Ce que j’ai appris de, et avec, Sainte Thérèse Couderc, la 1ère sœur du Cénacle
J’avais une vingtaine d’années quand je suis venue à Lalouvesc pour la 1ère fois, j’ai vu le corps de Sainte Thérèse Couderc dans la châsse et …. je m’en souviens à peine ! La rencontre ne s’était pas faite. Par contre, j’ai gardé dans ma mémoire le visage de la photo qui m’avait été donnée : un regard profond, un sourire très doux, et des rides, beaucoup de rides !
Peu de temps après, je suis allée au Mas de Sablières, la maison natale de Thérèse, dans le sud de l’Ardèche, et là, je l’ai rencontrée, vraiment ! Là, elle m’a parlé, de ce que ses yeux ont vu, de ce qui a enchanté ses oreilles et son cœur, de chacune de ses rides, une histoire de joies, de peines, de combats, une vie toute livrée à la conduite de l’Esprit-Saint, une vie, belle, simple, pleine, à la suite du Christ, toute donnée à Le faire connaître et aimer.
Au Mas de Sablières, j’ai d’emblée été proche de Thérèse, il est si facile d’imaginer la petite fille qui a grandi là, apprenant à faire des liens entre sa vie et sa foi, contemplant la montagne embrasée de soleil couchant, les genêts ou la bruyère en fleurs, l’éloignement de tout et la vie simple et partagée en famille et avec le voisinage, le rythme lent des saisons, le long chemin à pied et à jeun pour se rendre à la messe, le chant de la source, la répétition des jours, l’élan des papillons, la prière régulière, la rudesse du climat… Un Dieu bon qui se révèle dans l’ordinaire des jours, dans un quotidien facile ou difficile à accueillir, dans la foi et le consentement paisible et courageux au réel.
« Je voyais écrit ce mot bonté, comme en lettres d’or, sur toutes les créatures animées et inanimées, raisonnables ou non, toutes portaient ce nom de bonté, je le voyais même sur la chaise qui me servait de prie-Dieu !... Dieu est bon, il est plus que bon, il est la Bonté, je ne veux pas l’oublier ! … » Ste Thérèse Couderc, 10 août 1866.
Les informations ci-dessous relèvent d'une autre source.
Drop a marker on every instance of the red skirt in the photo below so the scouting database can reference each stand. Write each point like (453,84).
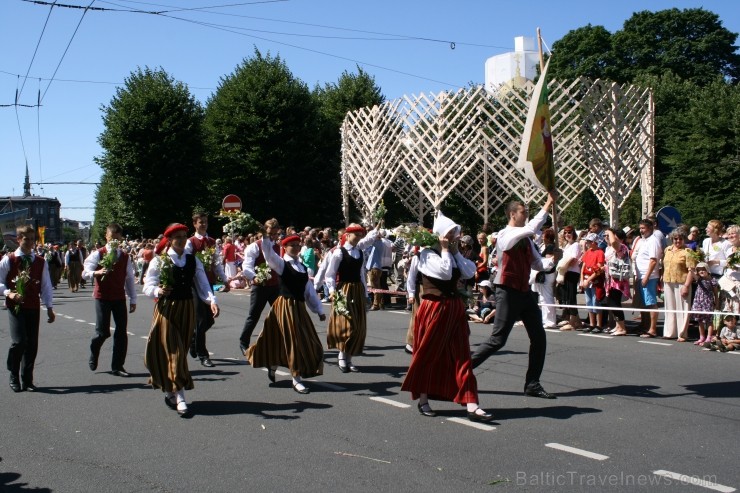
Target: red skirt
(440,365)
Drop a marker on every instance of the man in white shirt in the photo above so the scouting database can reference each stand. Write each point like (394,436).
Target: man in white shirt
(647,256)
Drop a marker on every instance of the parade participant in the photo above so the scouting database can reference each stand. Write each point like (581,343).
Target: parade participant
(263,291)
(112,272)
(517,254)
(346,272)
(73,265)
(440,365)
(171,279)
(25,283)
(199,242)
(289,337)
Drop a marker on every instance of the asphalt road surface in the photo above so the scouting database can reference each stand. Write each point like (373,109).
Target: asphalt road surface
(631,415)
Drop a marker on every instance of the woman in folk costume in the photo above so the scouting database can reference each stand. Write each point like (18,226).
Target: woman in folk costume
(440,366)
(289,338)
(346,272)
(171,282)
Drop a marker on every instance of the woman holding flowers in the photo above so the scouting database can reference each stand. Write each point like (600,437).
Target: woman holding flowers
(345,273)
(440,367)
(289,337)
(171,277)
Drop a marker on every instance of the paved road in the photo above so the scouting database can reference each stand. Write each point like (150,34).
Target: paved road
(632,415)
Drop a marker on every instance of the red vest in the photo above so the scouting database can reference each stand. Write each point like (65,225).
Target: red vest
(112,287)
(274,277)
(33,288)
(515,265)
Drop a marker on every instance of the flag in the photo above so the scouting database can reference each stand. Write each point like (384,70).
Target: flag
(536,153)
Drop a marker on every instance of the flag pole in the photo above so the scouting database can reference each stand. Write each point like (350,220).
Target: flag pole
(542,69)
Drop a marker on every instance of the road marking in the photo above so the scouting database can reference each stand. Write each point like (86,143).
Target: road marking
(577,451)
(327,385)
(390,402)
(656,343)
(685,479)
(472,424)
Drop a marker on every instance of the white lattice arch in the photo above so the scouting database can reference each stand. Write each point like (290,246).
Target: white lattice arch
(425,148)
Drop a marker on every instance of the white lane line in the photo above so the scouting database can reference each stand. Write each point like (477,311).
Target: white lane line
(656,343)
(577,451)
(390,402)
(326,385)
(472,424)
(685,479)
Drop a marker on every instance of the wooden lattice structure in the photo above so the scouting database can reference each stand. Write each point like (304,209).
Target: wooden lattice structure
(427,147)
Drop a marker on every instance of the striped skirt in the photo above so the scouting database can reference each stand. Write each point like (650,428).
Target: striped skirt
(167,346)
(440,365)
(348,334)
(288,339)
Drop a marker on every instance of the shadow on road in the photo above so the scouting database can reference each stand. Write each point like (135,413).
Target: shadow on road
(6,478)
(717,389)
(264,409)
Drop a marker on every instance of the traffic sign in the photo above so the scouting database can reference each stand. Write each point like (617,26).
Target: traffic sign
(668,219)
(231,203)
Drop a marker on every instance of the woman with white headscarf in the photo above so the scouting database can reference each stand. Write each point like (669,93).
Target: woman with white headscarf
(440,367)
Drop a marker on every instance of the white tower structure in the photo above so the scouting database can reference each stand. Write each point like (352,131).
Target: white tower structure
(514,68)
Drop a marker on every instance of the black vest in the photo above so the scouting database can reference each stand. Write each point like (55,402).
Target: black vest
(293,283)
(183,279)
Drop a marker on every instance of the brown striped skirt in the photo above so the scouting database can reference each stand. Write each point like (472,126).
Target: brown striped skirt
(167,346)
(288,339)
(348,334)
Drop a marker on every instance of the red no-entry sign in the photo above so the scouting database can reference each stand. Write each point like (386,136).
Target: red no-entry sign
(231,203)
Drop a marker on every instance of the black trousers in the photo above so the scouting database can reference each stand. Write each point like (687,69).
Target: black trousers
(24,342)
(203,321)
(511,306)
(259,297)
(103,311)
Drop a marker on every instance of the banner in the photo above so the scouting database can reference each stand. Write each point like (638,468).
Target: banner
(536,153)
(8,222)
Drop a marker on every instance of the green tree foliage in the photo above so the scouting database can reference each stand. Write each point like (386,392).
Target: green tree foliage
(152,154)
(260,129)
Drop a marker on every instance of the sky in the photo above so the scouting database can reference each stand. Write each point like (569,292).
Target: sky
(73,61)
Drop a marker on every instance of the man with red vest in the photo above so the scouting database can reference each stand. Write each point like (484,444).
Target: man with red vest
(517,255)
(261,293)
(24,306)
(203,316)
(110,290)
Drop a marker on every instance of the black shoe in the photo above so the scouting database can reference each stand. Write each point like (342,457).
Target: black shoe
(480,418)
(121,372)
(15,385)
(429,414)
(169,403)
(536,390)
(301,391)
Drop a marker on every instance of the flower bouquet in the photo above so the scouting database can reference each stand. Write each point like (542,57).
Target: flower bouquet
(110,258)
(21,281)
(166,276)
(262,273)
(340,305)
(380,212)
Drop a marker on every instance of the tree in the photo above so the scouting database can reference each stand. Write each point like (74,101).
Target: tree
(260,135)
(152,153)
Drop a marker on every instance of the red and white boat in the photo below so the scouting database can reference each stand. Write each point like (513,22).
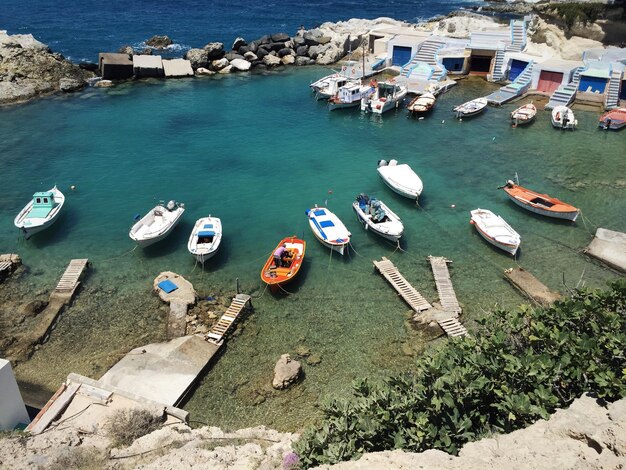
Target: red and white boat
(495,230)
(614,119)
(275,276)
(540,203)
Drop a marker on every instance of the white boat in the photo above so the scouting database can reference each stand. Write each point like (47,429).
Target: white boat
(422,104)
(495,230)
(41,212)
(470,108)
(377,217)
(400,178)
(349,96)
(157,224)
(328,229)
(332,84)
(523,115)
(205,238)
(563,118)
(386,96)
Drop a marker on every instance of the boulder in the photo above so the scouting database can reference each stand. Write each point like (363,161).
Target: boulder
(276,46)
(199,58)
(69,85)
(280,37)
(286,51)
(304,61)
(159,42)
(271,61)
(215,50)
(250,56)
(286,372)
(230,56)
(239,42)
(204,71)
(219,64)
(126,50)
(240,64)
C’est pourtant bien d’abord à Lalouvesc que Thérèse apprend et devient la 1ère sœur du Cénacle. C’est aussi à Lalouvesc, pendant mon postulat et mon noviciat, que j’ai appris à la connaître et à faire, comme elle et à sa suite, mes 1ers pas de sœur du Cénacle. En lisant sa correspondance, des lettres écrites aux sœurs de la congrégation, à sa famille, aux pères jésuites, elle m’a donné, peu à peu, à voir, à comprendre, à désirer vivre ce qu’elle-même a vécu :
ce goût pour la vie, la vie toute simple d’attention à l’autre, de service (elle parle beaucoup de ses sœurs, des novices, des santés, des soucis, des humeurs, avec réalisme et affection),
ce goût pour Dieu, cette reconnaissance pour le Christ Sauveur, cette volonté de se laisser conduire par l’Esprit-Saint « se livrer à notre bon Dieu… ne plus s’occuper du moi que pour le tenir toujours tourné vers Dieu … Cœur de Jésus, occupez mon cœur ! » Ste Thérèse Couderc, 26 juin 1864,
ce goût pour l’accueil des personnes, surtout les plus simples, les accueillir telles qu’elles sont dans leur cheminement spirituel mais aussi dans leur croissance humaine et tout faire pour qu’elles se sentent à l’aise (parfois, les sœurs donneront leurs lits pour que les retraitantes en aient un ! la gestion et l’organisation matérielles d’une grande maison d’accueil n’était pas plus facile qu’aujourd’hui avec les inscriptions et les désinscriptions qui se succèdent !),
ce goût pour l’Eglise dans le respect des responsabilités et cet amour sans faille pour cette petite congrégation naissante ( la douloureuse séparation d’avec les sœurs des écoles, les relations fécondes mais parfois difficiles avec l’évêque, le diocèse, les pères jésuites, l’obéissance respectueuse, confiante, parlée avec lucidité et réalisme envers ses supérieures, un combat pour cette femme à la personnalité forte).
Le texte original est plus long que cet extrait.